The ruling Progressive Party of the Maldives will hold a congress to decide whether the party should award its ticket to incumbent President Abdulla Yameen or call a primary.
The congress will take place in November 2017, a year before the 2018 polls, according to a reform agenda put out by PPM leader and former President Maumoon Abdul Gayoom.
The strongman who ruled the Maldives for 30 years has refused to grant his half-brother, Yameen, the PPM ticket without a primary, triggering a power struggle that has now split the party.
A majority of the PPM council, including two of Gayoom’s children, had signed a petition urging the ticket be awarded to Yameen, but Gayoom branded the petition invalid, suggesting that council members were coerced into signing.
The PPM charter allows incumbents to secure the ticket uncontested in the absence of a challenger. A congress must be called in the event of multiple contenders.
Umar Naseer, Yameen’s former home minister, announced his candidacy on July 1. Welcoming Gayoom’s plans, he said he looked forward to the February 2018 primary.
I have decided to run in the 2018 Presidential Election.
— Umar Naseer (@UmarNaseerPPM) July 1, 2016
I welcome the time line announced by RM today & look forward to the primary in Feb2018. Let us return PPM to its founding values.
— Umar Naseer (@UmarNaseerPPM) July 3, 2016
If the PPM’s congress decides to call a primary, it will be held in February 2018 and the party will begin its campaign for the presidency in March that year, according to the reform agenda.
Naseer, who quit the government without comment in late June, told pro-government news website Avas that he had reversed his previous decision to wait until the 2023 election because the country needs a president with integrity.
If the PPM does not hold a presidential primary, Naseer said he would contest as an independent candidate, adding that he has the backing of senior political figures.
Gayoom had praised Naseer as a “man of honour and integrity” following the latter’s surprise resignation.
Shortly after Naseer announced his candidacy, Gayoom removed him from a council formed to advise him on reforming the ruling party. Naseer told newspaper Mihaaru that he left the council to minimise “conflict of interest.”
On the same day, Naseer posted an article by Vnews on Twitter which speculated Gayoom’s son, MP Faris Maumoon, may be his running mate in the 2018 primary. Mihaaru subsequently carried an article in which an anonymous source close to Faris dismissed the claim.

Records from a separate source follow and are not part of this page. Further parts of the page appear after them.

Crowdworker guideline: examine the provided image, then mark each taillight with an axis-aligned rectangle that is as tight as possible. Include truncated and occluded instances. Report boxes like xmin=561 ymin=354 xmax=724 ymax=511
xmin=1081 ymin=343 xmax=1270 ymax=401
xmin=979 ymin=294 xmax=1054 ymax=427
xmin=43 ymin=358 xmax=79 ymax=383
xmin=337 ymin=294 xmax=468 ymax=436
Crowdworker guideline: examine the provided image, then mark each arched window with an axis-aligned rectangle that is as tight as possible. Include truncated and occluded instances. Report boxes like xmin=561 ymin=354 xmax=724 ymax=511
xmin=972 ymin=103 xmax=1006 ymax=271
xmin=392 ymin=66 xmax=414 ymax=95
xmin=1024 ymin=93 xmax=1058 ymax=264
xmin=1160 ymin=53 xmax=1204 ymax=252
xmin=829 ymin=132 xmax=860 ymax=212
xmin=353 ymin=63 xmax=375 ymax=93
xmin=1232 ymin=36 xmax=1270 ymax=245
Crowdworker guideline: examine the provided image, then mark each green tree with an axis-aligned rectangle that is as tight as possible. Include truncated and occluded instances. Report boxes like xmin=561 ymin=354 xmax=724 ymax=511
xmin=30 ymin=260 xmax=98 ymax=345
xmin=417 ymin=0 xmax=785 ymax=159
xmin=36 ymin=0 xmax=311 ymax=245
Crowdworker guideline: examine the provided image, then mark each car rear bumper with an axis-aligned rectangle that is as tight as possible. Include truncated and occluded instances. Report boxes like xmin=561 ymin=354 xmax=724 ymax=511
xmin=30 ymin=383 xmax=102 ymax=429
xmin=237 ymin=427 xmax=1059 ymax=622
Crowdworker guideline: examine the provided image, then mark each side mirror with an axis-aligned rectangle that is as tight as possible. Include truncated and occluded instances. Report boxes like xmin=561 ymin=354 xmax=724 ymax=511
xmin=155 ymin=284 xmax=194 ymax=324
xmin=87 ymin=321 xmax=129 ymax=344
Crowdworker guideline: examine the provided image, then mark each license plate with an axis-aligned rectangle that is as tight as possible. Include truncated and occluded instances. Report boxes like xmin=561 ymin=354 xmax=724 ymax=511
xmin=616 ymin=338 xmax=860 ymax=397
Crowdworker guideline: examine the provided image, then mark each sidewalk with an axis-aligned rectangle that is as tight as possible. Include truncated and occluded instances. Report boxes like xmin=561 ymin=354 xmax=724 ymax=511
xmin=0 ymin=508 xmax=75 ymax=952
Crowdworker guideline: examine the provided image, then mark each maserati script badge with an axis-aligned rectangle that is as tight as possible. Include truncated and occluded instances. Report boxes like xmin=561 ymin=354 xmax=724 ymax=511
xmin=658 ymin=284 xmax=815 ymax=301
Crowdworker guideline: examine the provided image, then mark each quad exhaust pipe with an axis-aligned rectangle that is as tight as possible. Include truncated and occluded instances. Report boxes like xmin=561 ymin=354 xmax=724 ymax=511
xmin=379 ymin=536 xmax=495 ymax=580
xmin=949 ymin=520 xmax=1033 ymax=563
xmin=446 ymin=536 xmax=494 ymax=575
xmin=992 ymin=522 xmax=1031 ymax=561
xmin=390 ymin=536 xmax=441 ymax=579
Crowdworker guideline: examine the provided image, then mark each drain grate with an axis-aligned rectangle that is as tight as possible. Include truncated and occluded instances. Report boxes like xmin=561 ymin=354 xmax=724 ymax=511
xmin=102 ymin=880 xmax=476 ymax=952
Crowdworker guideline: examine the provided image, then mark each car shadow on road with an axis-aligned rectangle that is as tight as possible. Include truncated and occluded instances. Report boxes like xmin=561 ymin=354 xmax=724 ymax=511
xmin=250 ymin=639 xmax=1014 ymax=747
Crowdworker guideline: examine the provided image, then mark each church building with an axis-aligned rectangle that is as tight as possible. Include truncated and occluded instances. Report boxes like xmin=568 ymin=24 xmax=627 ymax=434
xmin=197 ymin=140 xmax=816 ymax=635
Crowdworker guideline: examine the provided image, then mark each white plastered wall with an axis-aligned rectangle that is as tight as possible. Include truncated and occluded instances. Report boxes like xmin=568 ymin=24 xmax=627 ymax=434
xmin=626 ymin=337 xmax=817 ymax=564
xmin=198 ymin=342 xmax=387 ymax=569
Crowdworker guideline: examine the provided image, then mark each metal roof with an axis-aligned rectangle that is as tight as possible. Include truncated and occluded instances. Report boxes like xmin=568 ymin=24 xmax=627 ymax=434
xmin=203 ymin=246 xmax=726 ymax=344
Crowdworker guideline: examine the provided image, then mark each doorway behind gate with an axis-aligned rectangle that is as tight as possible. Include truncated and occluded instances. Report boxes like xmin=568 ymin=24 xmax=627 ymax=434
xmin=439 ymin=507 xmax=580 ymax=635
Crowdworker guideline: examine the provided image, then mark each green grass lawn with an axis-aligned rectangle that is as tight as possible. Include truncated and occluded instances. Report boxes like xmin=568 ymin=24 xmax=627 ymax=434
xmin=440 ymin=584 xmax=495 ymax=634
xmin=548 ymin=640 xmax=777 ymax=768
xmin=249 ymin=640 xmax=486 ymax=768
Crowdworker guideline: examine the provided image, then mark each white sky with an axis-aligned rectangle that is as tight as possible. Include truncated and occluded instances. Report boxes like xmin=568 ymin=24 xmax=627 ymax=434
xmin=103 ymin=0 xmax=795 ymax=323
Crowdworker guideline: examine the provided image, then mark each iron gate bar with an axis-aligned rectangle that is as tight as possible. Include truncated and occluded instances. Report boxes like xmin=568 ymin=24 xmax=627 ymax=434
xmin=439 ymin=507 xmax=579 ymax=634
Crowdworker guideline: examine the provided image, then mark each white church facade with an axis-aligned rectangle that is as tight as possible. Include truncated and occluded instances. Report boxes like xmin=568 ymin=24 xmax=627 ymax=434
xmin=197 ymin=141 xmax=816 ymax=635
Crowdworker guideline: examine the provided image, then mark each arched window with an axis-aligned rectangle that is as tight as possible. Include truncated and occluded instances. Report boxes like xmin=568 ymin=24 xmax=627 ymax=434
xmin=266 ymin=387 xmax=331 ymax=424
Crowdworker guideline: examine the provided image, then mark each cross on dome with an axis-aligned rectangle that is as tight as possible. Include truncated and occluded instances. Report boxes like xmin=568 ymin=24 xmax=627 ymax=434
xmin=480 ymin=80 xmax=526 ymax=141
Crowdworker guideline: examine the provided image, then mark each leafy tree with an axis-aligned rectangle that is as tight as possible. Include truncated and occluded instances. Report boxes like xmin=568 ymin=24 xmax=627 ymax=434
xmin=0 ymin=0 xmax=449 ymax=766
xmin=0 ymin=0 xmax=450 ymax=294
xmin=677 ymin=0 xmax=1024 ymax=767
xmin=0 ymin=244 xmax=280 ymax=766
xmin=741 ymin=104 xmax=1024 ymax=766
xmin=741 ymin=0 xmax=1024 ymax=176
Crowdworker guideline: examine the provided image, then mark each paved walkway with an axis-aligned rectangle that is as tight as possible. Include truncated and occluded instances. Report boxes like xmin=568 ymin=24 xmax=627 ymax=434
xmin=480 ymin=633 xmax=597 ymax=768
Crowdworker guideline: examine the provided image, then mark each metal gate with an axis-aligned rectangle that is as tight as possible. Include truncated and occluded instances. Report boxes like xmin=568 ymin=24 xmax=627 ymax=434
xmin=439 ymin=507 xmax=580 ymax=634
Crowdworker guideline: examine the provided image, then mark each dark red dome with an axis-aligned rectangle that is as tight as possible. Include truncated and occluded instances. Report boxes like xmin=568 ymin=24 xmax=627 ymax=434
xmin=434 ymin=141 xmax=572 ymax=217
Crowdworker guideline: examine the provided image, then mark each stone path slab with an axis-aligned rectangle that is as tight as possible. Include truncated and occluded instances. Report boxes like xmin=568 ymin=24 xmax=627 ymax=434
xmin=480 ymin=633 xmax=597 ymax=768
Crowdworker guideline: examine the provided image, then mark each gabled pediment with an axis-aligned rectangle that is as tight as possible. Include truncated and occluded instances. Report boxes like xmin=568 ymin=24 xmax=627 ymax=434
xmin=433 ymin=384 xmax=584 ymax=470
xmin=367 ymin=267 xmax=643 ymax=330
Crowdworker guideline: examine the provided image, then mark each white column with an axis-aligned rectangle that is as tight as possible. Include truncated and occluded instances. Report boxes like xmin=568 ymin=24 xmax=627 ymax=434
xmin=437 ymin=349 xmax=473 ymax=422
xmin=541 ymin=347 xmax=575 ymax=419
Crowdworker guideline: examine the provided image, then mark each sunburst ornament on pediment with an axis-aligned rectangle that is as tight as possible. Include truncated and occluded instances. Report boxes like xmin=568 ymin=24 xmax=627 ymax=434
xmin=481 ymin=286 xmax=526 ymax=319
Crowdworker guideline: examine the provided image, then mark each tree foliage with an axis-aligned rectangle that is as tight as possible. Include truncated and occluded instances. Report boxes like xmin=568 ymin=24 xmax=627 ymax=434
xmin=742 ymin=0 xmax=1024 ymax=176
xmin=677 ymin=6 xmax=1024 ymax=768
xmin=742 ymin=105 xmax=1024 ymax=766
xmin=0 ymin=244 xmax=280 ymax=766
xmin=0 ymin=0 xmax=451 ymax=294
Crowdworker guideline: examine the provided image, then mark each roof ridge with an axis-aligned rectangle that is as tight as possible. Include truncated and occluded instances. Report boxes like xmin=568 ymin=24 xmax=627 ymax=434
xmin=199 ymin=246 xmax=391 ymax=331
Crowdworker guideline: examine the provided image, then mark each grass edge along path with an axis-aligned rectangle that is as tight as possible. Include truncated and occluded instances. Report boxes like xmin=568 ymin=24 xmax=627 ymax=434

Ibrahim Muaz Ali, Yameen’s spokesman, responding to Naseer’s show of interest, said in a tweet: “The president has never competed with political rivals. He has always competed with the nation’s problems.”
Naseer’s slogan for the primary will be “trustworthy,” the same one he had used in the 2013 polls that he lost to Yameen, local media report.
At the time, Naseer had accused Yameen of vote rigging, corruption and links to the drug trade and criminal gangs. He was expelled from the PPM when he refused to apologise for his comments.